Lately I’ve grown sort of weary of all of the so-called “life coaches,” “consultants,” and “personal advisors” who tell us that we have to follow our passions or who direct us toward more fulfilling ways to spend our time. Maybe we just need more balance in how we view our work, how we deal with the past, and how we move ahead.
I laughed out loud at an article that was sent out on New Year’s Day by the ecclesial higher-ups inside my particular religious institution. The article, written by a life coach, talked about the value of doing those things that truly give joy in one’s off-hours so as not to jeopardize income. It was a frustrating read because, on the one hand, it feels like a cop-out to tell folks to endure their miserable income-generating job to enable them to do what they’re really passionate about in their off-hours. That’s just another way of convincing us that we, like many who’ve just taken their “medicine,” don’t really deserve to be happy (thanks, Puritans). On the other hand, I simultaneously couldn’t help but wonder how we’ve become so preoccupied with “passion.” That can be so self-indulgent and easily become a built-in excuse for a lack of resilience when things don’t go as we want. It’s important to make a living, but because that’s where most of us will spend the majority of our awake hours, there should be some fulfillment to it. At the same time, it’s narcissistic to expect that the universe should be dedicated to making us happy.

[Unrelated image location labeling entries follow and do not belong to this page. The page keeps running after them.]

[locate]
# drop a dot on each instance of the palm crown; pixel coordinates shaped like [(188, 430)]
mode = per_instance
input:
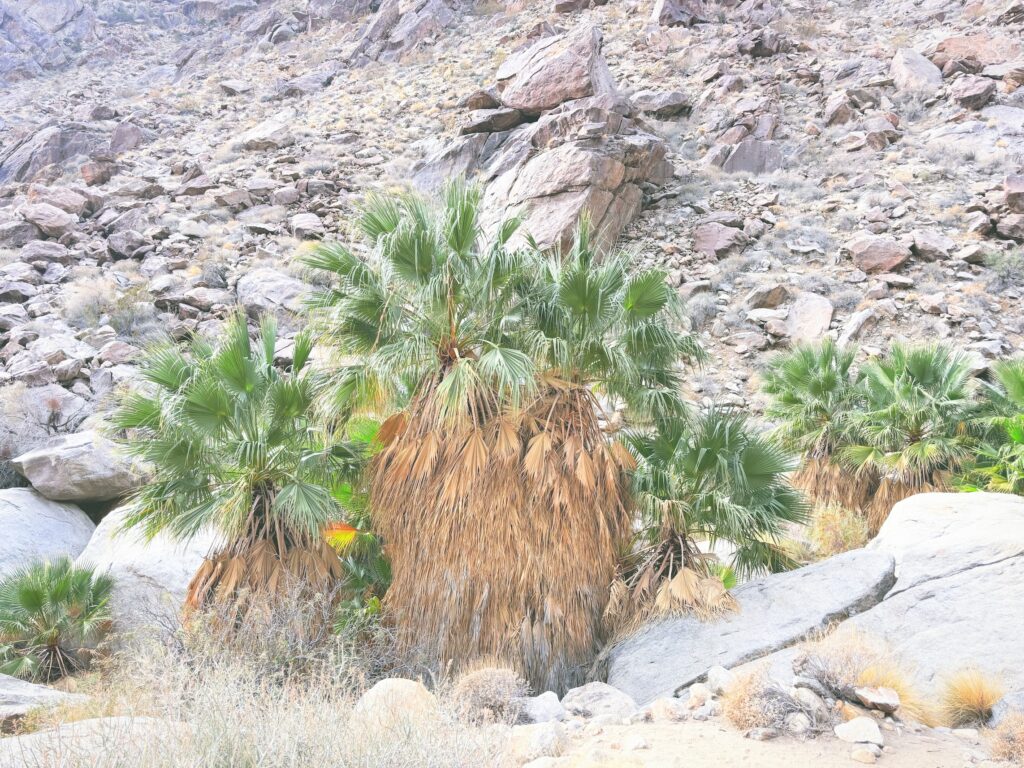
[(235, 450), (47, 611)]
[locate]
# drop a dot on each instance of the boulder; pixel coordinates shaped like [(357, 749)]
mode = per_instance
[(663, 104), (754, 156), (392, 706), (809, 317), (875, 254), (972, 92), (151, 576), (54, 144), (36, 528), (17, 697), (1013, 190), (269, 291), (543, 709), (859, 730), (50, 219), (83, 467), (911, 72), (272, 133), (554, 70), (931, 246), (956, 556), (399, 27), (679, 12), (774, 612), (596, 699)]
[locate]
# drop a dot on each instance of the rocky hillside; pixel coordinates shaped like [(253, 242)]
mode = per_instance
[(799, 167)]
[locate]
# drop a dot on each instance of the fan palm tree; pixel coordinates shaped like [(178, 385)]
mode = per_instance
[(813, 390), (233, 449), (998, 465), (48, 610), (500, 500), (712, 480), (915, 428)]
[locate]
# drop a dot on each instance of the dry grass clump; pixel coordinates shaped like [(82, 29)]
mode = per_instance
[(492, 694), (196, 701), (1007, 740), (836, 529), (756, 701), (843, 662), (968, 697)]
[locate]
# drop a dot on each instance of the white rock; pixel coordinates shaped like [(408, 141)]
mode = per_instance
[(34, 528), (596, 698), (544, 708), (82, 467), (859, 730), (152, 577), (393, 706)]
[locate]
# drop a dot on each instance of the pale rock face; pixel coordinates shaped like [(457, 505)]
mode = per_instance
[(83, 467), (776, 611), (393, 706), (151, 576), (596, 699), (555, 70), (36, 528)]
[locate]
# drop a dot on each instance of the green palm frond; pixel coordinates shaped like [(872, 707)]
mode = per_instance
[(48, 611)]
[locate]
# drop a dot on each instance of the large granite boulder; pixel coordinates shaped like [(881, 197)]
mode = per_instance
[(774, 612), (83, 467), (42, 35), (269, 291), (912, 72), (18, 696), (52, 144), (151, 576), (399, 27), (35, 528), (960, 567), (586, 155), (555, 70)]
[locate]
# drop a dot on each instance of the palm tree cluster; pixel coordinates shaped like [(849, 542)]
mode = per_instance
[(495, 435), (48, 612), (500, 374), (237, 452), (913, 420)]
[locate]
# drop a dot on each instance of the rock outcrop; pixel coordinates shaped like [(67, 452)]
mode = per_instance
[(17, 697), (586, 153), (83, 467), (151, 576), (35, 528), (938, 605), (774, 612)]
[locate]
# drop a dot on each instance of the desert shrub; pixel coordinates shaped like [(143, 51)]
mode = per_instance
[(491, 694), (49, 611), (843, 662), (836, 529), (968, 697), (95, 301), (210, 705), (30, 417), (1007, 740), (756, 701)]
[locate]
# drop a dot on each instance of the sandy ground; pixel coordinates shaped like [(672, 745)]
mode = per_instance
[(693, 744)]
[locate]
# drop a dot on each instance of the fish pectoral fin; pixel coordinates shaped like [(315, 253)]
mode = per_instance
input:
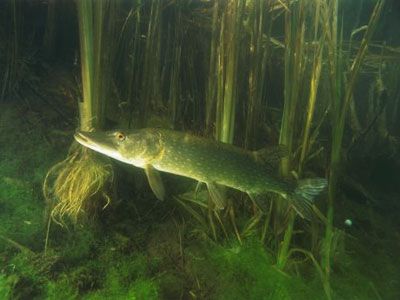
[(217, 195), (155, 181)]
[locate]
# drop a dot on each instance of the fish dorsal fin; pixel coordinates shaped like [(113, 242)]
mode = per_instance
[(155, 181), (217, 195), (270, 156)]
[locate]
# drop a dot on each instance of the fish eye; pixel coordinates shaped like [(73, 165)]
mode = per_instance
[(120, 136)]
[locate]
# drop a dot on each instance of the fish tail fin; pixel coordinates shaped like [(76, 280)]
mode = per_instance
[(304, 195)]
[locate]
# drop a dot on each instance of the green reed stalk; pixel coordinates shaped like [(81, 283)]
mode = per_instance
[(294, 70), (258, 56), (314, 83), (211, 91), (175, 82), (340, 107), (229, 45), (151, 80)]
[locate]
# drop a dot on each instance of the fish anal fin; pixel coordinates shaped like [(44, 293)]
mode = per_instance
[(217, 194), (155, 181)]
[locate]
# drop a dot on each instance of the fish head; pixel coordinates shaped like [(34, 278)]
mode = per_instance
[(136, 147)]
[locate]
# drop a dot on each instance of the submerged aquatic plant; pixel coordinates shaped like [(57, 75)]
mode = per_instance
[(70, 183)]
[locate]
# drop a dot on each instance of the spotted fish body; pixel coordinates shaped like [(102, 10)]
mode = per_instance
[(202, 159), (207, 160)]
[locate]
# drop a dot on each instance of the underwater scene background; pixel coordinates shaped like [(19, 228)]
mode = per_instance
[(313, 85)]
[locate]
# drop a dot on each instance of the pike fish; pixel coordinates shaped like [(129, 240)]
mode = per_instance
[(205, 160)]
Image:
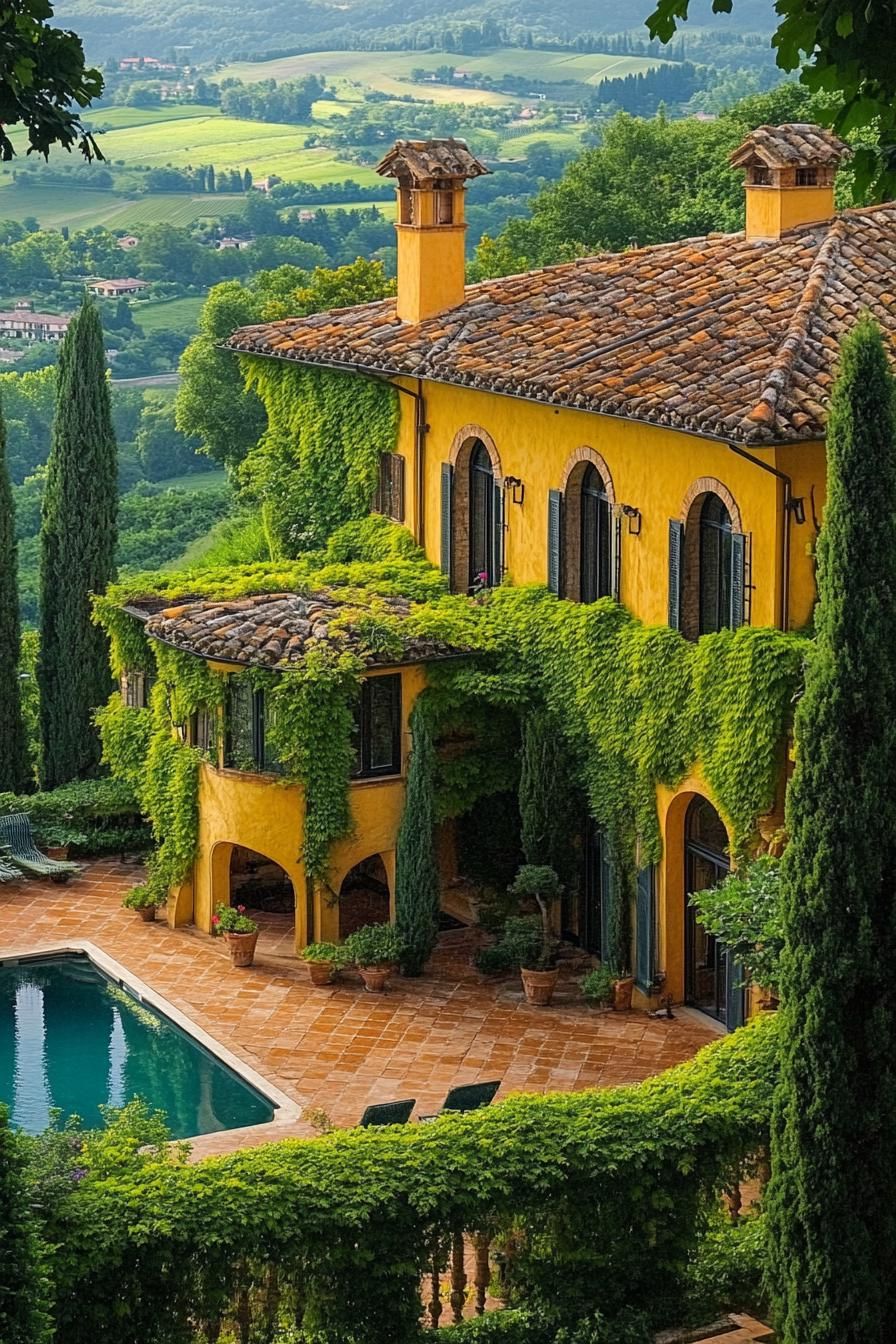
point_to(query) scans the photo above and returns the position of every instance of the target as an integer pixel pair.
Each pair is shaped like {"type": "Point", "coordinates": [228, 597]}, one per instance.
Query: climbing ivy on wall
{"type": "Point", "coordinates": [316, 464]}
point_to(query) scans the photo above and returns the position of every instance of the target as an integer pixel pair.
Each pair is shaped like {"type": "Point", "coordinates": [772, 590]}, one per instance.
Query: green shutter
{"type": "Point", "coordinates": [448, 492]}
{"type": "Point", "coordinates": [738, 578]}
{"type": "Point", "coordinates": [676, 562]}
{"type": "Point", "coordinates": [555, 526]}
{"type": "Point", "coordinates": [645, 929]}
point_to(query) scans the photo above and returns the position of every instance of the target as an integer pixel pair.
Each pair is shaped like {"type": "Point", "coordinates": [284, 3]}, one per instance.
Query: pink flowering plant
{"type": "Point", "coordinates": [231, 919]}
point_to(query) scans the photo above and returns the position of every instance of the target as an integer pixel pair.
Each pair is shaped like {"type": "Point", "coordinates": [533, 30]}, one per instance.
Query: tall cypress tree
{"type": "Point", "coordinates": [832, 1198]}
{"type": "Point", "coordinates": [14, 747]}
{"type": "Point", "coordinates": [77, 554]}
{"type": "Point", "coordinates": [417, 880]}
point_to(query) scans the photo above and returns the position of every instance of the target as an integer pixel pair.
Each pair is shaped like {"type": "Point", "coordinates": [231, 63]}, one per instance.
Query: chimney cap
{"type": "Point", "coordinates": [430, 160]}
{"type": "Point", "coordinates": [791, 145]}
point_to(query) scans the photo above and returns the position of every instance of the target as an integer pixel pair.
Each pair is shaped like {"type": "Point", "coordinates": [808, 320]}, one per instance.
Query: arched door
{"type": "Point", "coordinates": [712, 977]}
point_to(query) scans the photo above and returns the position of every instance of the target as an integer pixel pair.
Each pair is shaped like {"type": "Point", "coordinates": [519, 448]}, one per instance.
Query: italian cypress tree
{"type": "Point", "coordinates": [77, 554]}
{"type": "Point", "coordinates": [417, 882]}
{"type": "Point", "coordinates": [14, 747]}
{"type": "Point", "coordinates": [832, 1198]}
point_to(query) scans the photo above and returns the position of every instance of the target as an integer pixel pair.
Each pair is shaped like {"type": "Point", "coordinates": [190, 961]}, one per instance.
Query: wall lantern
{"type": "Point", "coordinates": [516, 487]}
{"type": "Point", "coordinates": [634, 518]}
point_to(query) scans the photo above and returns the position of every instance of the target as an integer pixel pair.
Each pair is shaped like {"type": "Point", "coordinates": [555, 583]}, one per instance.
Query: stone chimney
{"type": "Point", "coordinates": [789, 176]}
{"type": "Point", "coordinates": [430, 176]}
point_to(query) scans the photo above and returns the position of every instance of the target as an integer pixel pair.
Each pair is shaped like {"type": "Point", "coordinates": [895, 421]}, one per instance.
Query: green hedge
{"type": "Point", "coordinates": [605, 1196]}
{"type": "Point", "coordinates": [105, 812]}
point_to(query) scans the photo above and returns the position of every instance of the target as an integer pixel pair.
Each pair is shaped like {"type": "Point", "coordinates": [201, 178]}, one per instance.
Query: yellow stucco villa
{"type": "Point", "coordinates": [646, 425]}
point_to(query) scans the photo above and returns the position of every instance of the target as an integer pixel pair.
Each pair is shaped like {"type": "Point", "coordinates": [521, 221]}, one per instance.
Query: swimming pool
{"type": "Point", "coordinates": [73, 1038]}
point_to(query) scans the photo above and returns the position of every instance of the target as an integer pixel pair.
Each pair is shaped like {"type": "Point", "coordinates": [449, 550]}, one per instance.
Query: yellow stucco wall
{"type": "Point", "coordinates": [773, 210]}
{"type": "Point", "coordinates": [652, 469]}
{"type": "Point", "coordinates": [261, 812]}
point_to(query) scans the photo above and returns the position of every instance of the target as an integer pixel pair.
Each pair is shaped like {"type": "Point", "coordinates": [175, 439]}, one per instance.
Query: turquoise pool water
{"type": "Point", "coordinates": [73, 1039]}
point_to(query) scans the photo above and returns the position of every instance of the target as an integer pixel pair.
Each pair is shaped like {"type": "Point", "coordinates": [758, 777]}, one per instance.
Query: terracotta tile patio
{"type": "Point", "coordinates": [340, 1048]}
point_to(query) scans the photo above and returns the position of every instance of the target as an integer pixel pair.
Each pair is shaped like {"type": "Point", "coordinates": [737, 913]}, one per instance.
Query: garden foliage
{"type": "Point", "coordinates": [598, 1199]}
{"type": "Point", "coordinates": [832, 1200]}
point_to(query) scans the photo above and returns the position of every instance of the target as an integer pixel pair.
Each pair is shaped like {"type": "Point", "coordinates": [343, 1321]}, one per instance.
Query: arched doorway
{"type": "Point", "coordinates": [712, 979]}
{"type": "Point", "coordinates": [259, 883]}
{"type": "Point", "coordinates": [364, 895]}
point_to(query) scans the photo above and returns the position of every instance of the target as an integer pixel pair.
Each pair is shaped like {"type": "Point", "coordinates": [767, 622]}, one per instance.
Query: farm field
{"type": "Point", "coordinates": [390, 71]}
{"type": "Point", "coordinates": [168, 315]}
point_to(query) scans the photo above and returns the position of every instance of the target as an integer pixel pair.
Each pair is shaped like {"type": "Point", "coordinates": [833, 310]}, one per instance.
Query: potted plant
{"type": "Point", "coordinates": [239, 933]}
{"type": "Point", "coordinates": [323, 960]}
{"type": "Point", "coordinates": [144, 901]}
{"type": "Point", "coordinates": [531, 938]}
{"type": "Point", "coordinates": [376, 950]}
{"type": "Point", "coordinates": [598, 987]}
{"type": "Point", "coordinates": [57, 839]}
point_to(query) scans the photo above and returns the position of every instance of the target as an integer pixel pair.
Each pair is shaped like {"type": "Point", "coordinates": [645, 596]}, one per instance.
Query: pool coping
{"type": "Point", "coordinates": [286, 1110]}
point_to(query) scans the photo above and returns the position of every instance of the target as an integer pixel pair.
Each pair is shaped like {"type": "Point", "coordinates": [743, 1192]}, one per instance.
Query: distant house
{"type": "Point", "coordinates": [24, 324]}
{"type": "Point", "coordinates": [116, 288]}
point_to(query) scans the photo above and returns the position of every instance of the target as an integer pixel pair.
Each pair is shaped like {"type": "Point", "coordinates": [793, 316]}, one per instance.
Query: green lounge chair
{"type": "Point", "coordinates": [388, 1113]}
{"type": "Point", "coordinates": [8, 871]}
{"type": "Point", "coordinates": [15, 836]}
{"type": "Point", "coordinates": [466, 1097]}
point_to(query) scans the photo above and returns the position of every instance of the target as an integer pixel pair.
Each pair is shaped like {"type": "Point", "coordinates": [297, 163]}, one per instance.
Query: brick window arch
{"type": "Point", "coordinates": [590, 532]}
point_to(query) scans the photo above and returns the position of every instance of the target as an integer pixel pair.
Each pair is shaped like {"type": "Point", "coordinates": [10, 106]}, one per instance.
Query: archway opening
{"type": "Point", "coordinates": [259, 883]}
{"type": "Point", "coordinates": [364, 895]}
{"type": "Point", "coordinates": [713, 981]}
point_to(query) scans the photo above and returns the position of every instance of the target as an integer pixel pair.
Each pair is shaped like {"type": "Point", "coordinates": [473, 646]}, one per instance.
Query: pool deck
{"type": "Point", "coordinates": [340, 1048]}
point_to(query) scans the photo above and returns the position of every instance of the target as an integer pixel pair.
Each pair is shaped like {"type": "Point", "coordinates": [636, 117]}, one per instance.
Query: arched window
{"type": "Point", "coordinates": [712, 979]}
{"type": "Point", "coordinates": [595, 551]}
{"type": "Point", "coordinates": [716, 610]}
{"type": "Point", "coordinates": [482, 549]}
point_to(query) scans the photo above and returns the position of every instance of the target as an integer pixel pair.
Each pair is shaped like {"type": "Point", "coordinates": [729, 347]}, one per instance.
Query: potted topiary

We need a better sense of balance that both requires something of us and simultaneously rewards us spiritually.
As another New Year’s celebration, my least favorite part of the whole “holiday season,” has come and gone, it makes me consider balance differently. Invariably, the disappointment at all of the things we didn’t get done “last year” speed down the highway toward a head-on collision with the expectations of things we secretly believe we’ll never live up to. Expectation management seems like an important skill to learn. On the one hand, maybe I should set more realistic goals and, on the other, maybe I shouldn’t be so fatalistic (the universe really is out to get me, by the way). Satisfaction seems to be all about balance. But it also seems to have something to do with how we frame it — or maybe how we sing “Auld Lang Syne.”
That song could easily work us into a sadness and grief at the days that have gone that we can’t get back.
When someone dies in New Orleans, the funeral service starts with a dirge but eventually moves to “When the Saints Go Marching In” played with full jazz band brashness — and why not? Normally, “Auld Lang Syne” depresses me, so I try to get past it as fast as possible because disappointment and dark expectations are hard to stare down for very long. But I discovered a version of the song that seems right. Jon Batiste and Stay Human, the band for “The Late Show” with Stephen Colbert, have a version that starts with the dirge, but then kicking into a party — and why not? Batiste is a New Orleans native.
In the same way that traditional Big Easy funerals acknowledge grief but then thumb their nose to the pain in order to celebrate a life, so Batiste takes the regrets of the ending year and sacrifices them to a celebration of being alive.
The celebration isn’t about the possibilities of the future, but instead it lets go of the past which can’t be changed and squarely settles into the present. That’s where balance lives.
How much happier we’d all be if we could just allow ourselves the balance we need. Instead of dwelling on the past or fearing the future (because fear is only ever of the future), maybe we surrender to the moment, live in the moment, absorb it and celebrate it.
The past represents life that has given us context, wisdom, resilience, joy and pain. The future is where we set a direction for where we want to go. Balancing the two, however, is seeing our lives held beautifully in tension between the two.
So I do not wish you a happy new year. That’s out of balance. I wish you a new year in which you have to struggle to get what you want or to do what you want.
I wish you a new year in which you can be at peace with yourself in between the tragedies and triumphs. May your past and future plant you in a rich and deep present. May you feel deeply and yet never be blinded by your passions. May you know yourself as a part of a community of people and yet never lose your individuality. I wish you to know balance.